ParseError when search term contains parenthesis in ZCatalog search

I get errors like this

... my code ...
Module Products.ZCatalog.ZCatalog, line 625, in searchResults
Module Products.ZCatalog.Catalog, line 1091, in searchResults
Module Products.ZCatalog.Catalog, line 634, in search
Module Products.ZCatalog.Catalog, line 564, in _search_index
Module Products.ZCTextIndex.ZCTextIndex, line 209, in query_index
Module Products.ZCTextIndex.QueryParser, line 154, in parseQuery
Module Products.ZCTextIndex.QueryParser, line 174, in _require
Products.ZCTextIndex.ParseTree.ParseError: Token <Token:EOF> required, '(' found

when a user enters a search term with parenthesis, ie ( or ).

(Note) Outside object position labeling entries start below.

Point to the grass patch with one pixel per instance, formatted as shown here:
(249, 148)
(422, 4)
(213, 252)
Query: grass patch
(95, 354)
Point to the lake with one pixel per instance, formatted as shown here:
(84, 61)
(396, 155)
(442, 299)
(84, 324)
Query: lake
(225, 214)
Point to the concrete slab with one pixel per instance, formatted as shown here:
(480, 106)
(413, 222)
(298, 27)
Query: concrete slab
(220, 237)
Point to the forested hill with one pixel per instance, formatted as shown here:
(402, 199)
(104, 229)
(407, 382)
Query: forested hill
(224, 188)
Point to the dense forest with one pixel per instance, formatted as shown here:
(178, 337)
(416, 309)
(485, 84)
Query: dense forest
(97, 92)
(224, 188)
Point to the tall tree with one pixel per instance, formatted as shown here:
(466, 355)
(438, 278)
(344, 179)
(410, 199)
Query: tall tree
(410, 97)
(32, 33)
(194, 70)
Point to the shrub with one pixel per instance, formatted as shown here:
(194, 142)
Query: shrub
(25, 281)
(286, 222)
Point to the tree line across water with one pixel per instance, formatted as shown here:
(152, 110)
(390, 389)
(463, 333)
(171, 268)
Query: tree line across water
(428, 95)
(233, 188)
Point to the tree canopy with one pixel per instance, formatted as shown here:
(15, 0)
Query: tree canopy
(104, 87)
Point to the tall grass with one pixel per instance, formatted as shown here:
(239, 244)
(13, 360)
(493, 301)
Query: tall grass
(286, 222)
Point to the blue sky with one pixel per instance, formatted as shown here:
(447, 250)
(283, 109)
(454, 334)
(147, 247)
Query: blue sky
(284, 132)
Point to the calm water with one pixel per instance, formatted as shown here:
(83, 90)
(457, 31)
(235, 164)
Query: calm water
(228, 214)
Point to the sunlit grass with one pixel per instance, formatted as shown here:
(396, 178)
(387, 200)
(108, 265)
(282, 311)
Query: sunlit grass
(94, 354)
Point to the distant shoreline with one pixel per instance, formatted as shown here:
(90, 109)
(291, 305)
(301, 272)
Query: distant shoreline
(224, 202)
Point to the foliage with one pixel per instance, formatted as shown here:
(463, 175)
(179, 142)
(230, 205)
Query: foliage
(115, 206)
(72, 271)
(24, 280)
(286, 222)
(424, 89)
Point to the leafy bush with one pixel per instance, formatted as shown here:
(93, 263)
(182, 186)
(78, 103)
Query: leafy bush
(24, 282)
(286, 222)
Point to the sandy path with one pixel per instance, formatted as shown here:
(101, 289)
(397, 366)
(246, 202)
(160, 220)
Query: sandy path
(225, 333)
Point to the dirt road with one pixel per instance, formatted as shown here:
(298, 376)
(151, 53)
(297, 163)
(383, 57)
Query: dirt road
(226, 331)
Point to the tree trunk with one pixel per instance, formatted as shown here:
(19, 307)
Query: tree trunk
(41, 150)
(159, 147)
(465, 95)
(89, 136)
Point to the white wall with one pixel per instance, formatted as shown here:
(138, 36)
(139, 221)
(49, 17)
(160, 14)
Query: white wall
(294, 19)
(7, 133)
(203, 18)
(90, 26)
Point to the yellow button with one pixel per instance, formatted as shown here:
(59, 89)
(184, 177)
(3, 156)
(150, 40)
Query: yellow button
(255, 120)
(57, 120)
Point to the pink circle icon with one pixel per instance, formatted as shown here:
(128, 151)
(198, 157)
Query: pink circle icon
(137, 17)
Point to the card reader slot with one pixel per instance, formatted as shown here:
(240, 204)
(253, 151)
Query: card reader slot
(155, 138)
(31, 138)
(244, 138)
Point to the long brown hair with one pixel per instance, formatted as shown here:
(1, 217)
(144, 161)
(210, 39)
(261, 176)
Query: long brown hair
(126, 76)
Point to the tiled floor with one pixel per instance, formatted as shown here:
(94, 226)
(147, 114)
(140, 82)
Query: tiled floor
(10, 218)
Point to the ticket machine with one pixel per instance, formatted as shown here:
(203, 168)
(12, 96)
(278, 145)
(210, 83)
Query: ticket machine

Is there any chance to enable search with parenthesis? Do I have to escape them manually or is there a helper function somewhere?

Background

A user searched for a company like Foo automotive (bar) S.R.L..

Thanks for any tips!

P.S.: Moving away from ZCatalog is no option for now and the foreseeable future.

ZCTextIndex is just dumb and stupid in dealing with such queries (and completely behind the expectations when dealing with search engines like google). Long story short: ensure that your query is clean and (basically spoken) contains clean and proper search terms when you work with ZCTextIndex.
My query parser in TextIndexNG3 would deal with such queries through a custom query parser. The functionality of ZCTextIndex is outdated technology, two decades old...for serious searching in Plone: Elastic or Solr

Hi @zopyx,

actually we are using TextIndexNG3 and have the same issue:

Traceback (innermost last):
  Module ZPublisher.WSGIPublisher, line 162, in transaction_pubevents
  Module ZPublisher.WSGIPublisher, line 371, in publish_module
  Module ZPublisher.WSGIPublisher, line 274, in publish
  Module ZPublisher.mapply, line 85, in mapply
  Module ZPublisher.WSGIPublisher, line 63, in call_object
  Module senaite.app.listing.view, line 215, in __call__
  Module senaite.app.listing.ajax, line 111, in handle_subpath
  Module senaite.core.decorators, line 20, in decorator
  Module senaite.app.listing.decorators, line 63, in wrapper
  Module senaite.app.listing.decorators, line 50, in wrapper
  Module senaite.app.listing.decorators, line 100, in wrapper
  Module senaite.app.listing.ajax, line 532, in ajax_folderitems
  Module senaite.app.listing.decorators, line 88, in wrapper
  Module senaite.app.listing.ajax, line 315, in get_folderitems
  Module senaite.app.listing.view, line 884, in folderitems
  Module senaite.app.listing.view, line 721, in _fetch_brains
  Module senaite.app.listing.view, line 764, in search
  Module senaite.app.listing.view, line 714, in ng3_index_search
  Module Products.CMFPlone.CatalogTool, line 463, in searchResults
  Module Products.ZCatalog.ZCatalog, line 625, in searchResults
  Module Products.ZCatalog.Catalog, line 1091, in searchResults
  Module Products.ZCatalog.Catalog, line 634, in search
  Module Products.ZCatalog.Catalog, line 569, in _search_index
  Module Products.TextIndexNG3.TextIndexNG3, line 158, in _apply_index
  Module zopyx.txng3.core.index, line 344, in search
  Module zopyx.txng3.core.parsers.english, line 92, in parse
QueryParserError: Unable to parse query: *oel (hydraulik; gelb* 

Not sure from your last answer if this is something that should work out of the box, something we would need to implement a custom query parser or simply clean the query string beforehand?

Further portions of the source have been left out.